Besonderheiten des Erbvertrags
Münnch sagt, dass der Fall am BGH noch eine weitere Besonderheit aufweise. Das Grundstück wurde im Rahmen eines Erbvertrages versprochen und nicht im Testament des Patienten. Die Testierfreiheit, die im Grundgesetz geschützt ist, erlaubt es grundsätzlich, auch im Todesfall selbst zu entscheiden, was mit dem eigenen Eigentum geschieht.

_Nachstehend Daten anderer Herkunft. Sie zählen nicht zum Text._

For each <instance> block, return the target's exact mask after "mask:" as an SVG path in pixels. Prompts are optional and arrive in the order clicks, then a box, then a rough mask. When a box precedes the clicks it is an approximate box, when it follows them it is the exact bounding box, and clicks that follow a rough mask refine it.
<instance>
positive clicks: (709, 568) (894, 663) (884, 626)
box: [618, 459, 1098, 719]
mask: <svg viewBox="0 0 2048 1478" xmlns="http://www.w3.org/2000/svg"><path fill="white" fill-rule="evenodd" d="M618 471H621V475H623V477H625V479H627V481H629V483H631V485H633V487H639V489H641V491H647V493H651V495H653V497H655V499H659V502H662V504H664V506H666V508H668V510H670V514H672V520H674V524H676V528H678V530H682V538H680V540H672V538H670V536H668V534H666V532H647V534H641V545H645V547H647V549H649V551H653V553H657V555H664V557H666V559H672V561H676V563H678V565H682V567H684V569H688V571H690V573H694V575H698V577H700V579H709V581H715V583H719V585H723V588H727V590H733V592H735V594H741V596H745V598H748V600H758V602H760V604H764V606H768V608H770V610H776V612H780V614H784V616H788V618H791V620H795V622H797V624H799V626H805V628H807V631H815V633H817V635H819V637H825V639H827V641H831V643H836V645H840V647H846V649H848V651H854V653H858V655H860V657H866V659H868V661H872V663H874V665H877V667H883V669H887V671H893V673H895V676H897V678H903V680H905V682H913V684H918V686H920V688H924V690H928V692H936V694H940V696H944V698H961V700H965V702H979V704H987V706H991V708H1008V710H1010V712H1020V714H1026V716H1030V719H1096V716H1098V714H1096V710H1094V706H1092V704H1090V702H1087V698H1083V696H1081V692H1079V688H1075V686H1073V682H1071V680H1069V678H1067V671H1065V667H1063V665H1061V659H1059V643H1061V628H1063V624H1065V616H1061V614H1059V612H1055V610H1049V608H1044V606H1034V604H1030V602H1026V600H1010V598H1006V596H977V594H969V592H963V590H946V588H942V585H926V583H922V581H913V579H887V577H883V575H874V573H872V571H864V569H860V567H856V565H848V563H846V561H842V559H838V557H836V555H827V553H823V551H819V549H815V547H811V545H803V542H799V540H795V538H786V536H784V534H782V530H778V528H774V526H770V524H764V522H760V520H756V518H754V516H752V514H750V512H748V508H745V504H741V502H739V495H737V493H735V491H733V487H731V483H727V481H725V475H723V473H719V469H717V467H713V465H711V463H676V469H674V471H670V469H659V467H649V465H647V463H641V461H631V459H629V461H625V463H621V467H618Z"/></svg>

Vor zwei Jahren entschied das Oberlandesgericht Frankfurt in einem anderen Fall, dass ein Testament, in dem ein Mann seinem Arzt ein Grundstück vererbte, wirksam ist.
Auf das Frankfurter Urteil habe sich im aktuellen Verfahren auch der klagende Insolvenzverwalter des Hausarztes berufen, so Münnch. «Das Argument zog aber nicht, weil wir hier eben kein Testament haben, sondern einen Vertrag, in dem sich der Patient zu etwas verpflichtet.» In Karlsruhe zeigt sich nun, ob der BGH die Einschätzung der Vorinstanzen teilt. Ob am Mittwoch schon ein Urteil fällt, ist unklar.